Most physicians spend a lot of time improving their medical skills and tend not to know the distinctions between sales, marketing, and promotion within the larger multinational companies that dominate the ultrasound market.
I've met quite a few marketing executives over the years, many of them are admirable as individuals, but none of them has really understood physicians or our needs. A few of the sharper marketeers moving through the ultrasound realm during the last decade know this is true and they have focused much of their attention on technologists, whom they perceive as doing a lot of the exams and influencing purchases, although they are not responsible (legally or ethically) for the content of the exams themselves.

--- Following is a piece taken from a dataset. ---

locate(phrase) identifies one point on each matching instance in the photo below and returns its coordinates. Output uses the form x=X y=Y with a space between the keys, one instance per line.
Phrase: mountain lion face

Medicine has been reinventing itself for the last few centuries. We are finally getting to understand the astoundingly complex nature of diseases as genetic pathways that are activated, blocked, subverted, or altered; new therapies are being devised based on the understanding of these pathways, and the relatively recent onset and progressive development of statistical methods are indicating what works diagnostically and how treatment should be started, bridging the divide between populations of people and the individual patient. There are also economic forces that have to be addressed when trying to provide optimal care for the entire population. I would assume that most physicians, like me, would say that middle of the road care for everyone is better than fabulous care for just a few, and that given time and a working system, mediocre will become uniformly excelllent.

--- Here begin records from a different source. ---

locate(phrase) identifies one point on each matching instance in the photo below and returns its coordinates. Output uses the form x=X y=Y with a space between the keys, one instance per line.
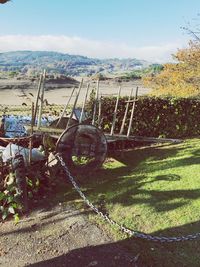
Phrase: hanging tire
x=83 y=147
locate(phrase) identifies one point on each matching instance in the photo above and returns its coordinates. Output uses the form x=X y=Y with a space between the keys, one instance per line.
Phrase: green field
x=155 y=190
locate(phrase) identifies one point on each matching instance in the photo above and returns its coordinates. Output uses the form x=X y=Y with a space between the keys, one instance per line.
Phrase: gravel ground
x=59 y=237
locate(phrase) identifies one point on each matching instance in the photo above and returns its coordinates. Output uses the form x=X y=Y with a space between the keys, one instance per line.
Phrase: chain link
x=162 y=239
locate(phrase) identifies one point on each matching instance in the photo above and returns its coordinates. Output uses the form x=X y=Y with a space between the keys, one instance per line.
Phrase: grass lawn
x=155 y=190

Internal medicine may have begun as a specialty around the time and through the teachings of William Osler and his disciples. Osler mainly championed critical, scientific thinking, and a lot of skepticism, applied to the patient evaluation. Perhaps the main goal was to sift out from available information whether one was dealing with a systemic condition (i.e. involving an organ system and having consequences for the entire body) or something localized and hence the classic caricatures of the scholarly internest analyzing data (including drug responses) and the surgeon who fixes something physically and decisively.
Anyway, there is always that question that pervades every diagnostic patient encounter: is there an occult systemic process or is the problem localized. For a long time, there were few lab tests and limited imaging procedures. There was little or no preventive medicine, and common conditions were found late in their courses when little could be done. With the notable exception of screening chest films (once an integral part of every hospital admission for any cause), imaging studies tended to be restricted to limited questions.

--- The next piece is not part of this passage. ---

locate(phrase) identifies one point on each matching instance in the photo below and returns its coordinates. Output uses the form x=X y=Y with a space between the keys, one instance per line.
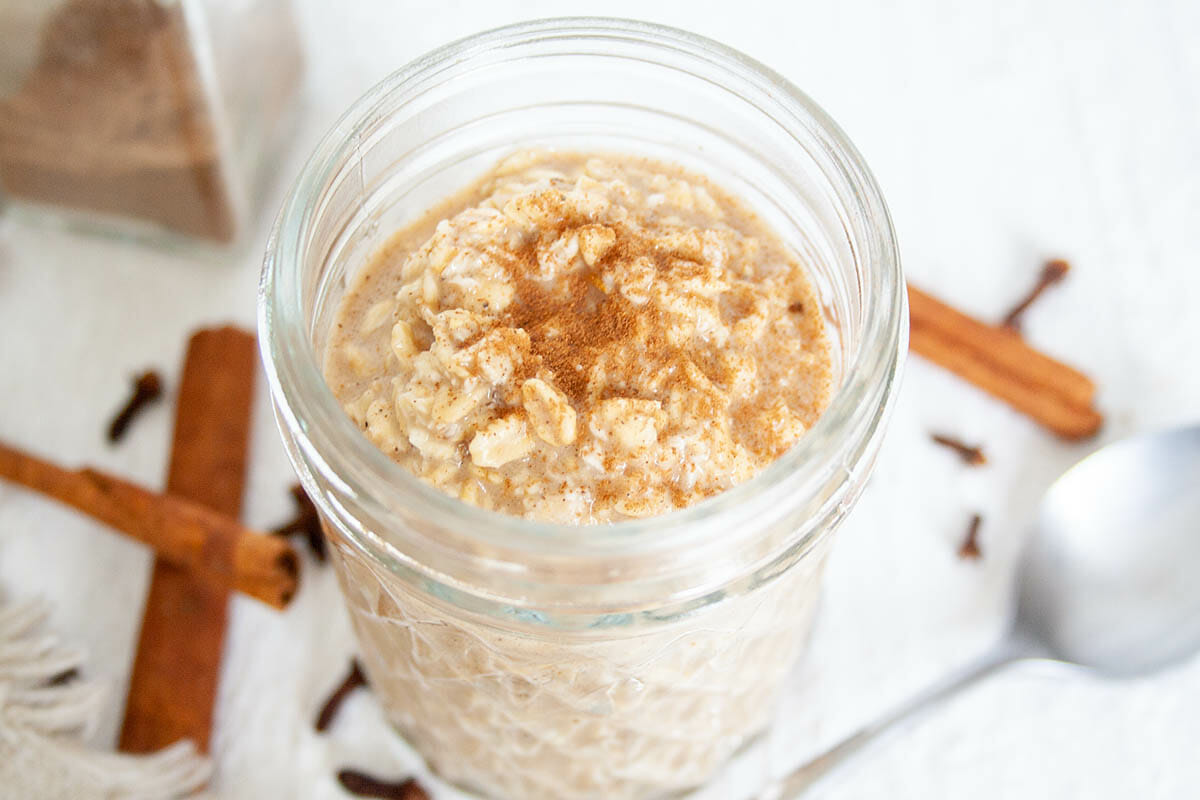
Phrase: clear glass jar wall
x=527 y=660
x=138 y=115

We now have lots of very specific blood and body fluid lab tests, and, of course, everyone is tending to rely more and more on newer forms of imaging to do the traditional job of the Internest, determining what is going on inviolate deep inside the body. Ultrasound is often marketed in a disease-centric way, not as a general diagnostic tool. The consequence of this approach is that it emphasizes the older notion ofcofirming suspicions of advanced pathology rather than identifying earlyforms of disease without external signs.
Now here is the real issue: every radiologist no matter what the imaging task, labors under the worry about the basic question of systemic vs local disease. Sometimes, we have to accept the word of the referring physician that problems are just local (like a broken finger in a healthy person), but the basic diagnostic burden is still always there, whether we see the patient directly or work through agents like technologists or nurses. This is not a frivolous matter, because the Radiologist, like all other physicians, knows that if he misses any clue to a systemic or more immediately life endangering process, then that inattention will harm the patient. With experience, this burden becomes greater, and part of maturation as a physician is in coping with this responsibility in daily practice. It tends to make us a little humble to our patients (which doesn't mean loss of confidence, since it is essential to believe that you can help in order to do so), forgiving of each other, and, to be honest, somewhat arrogant towards those who are trying to sell us something who don't know about this aspect of our work.
It's a good idea to think of physicians that you are encountering in a business setting a little like talking to an armed FBI agent. That person demands a lot of respect and an understanding that they are not too far removed from life and death issues and apply a knowledge base and set of experiences that are appropriate to those tasks. You should, of course, try to involve imaging physicians as early in instrument development as possible, instead of at the end when your company is already committed to a specific type of implementation.Alternatively, you should think of the physician you are approaching exactly the way that you interact with your own physician.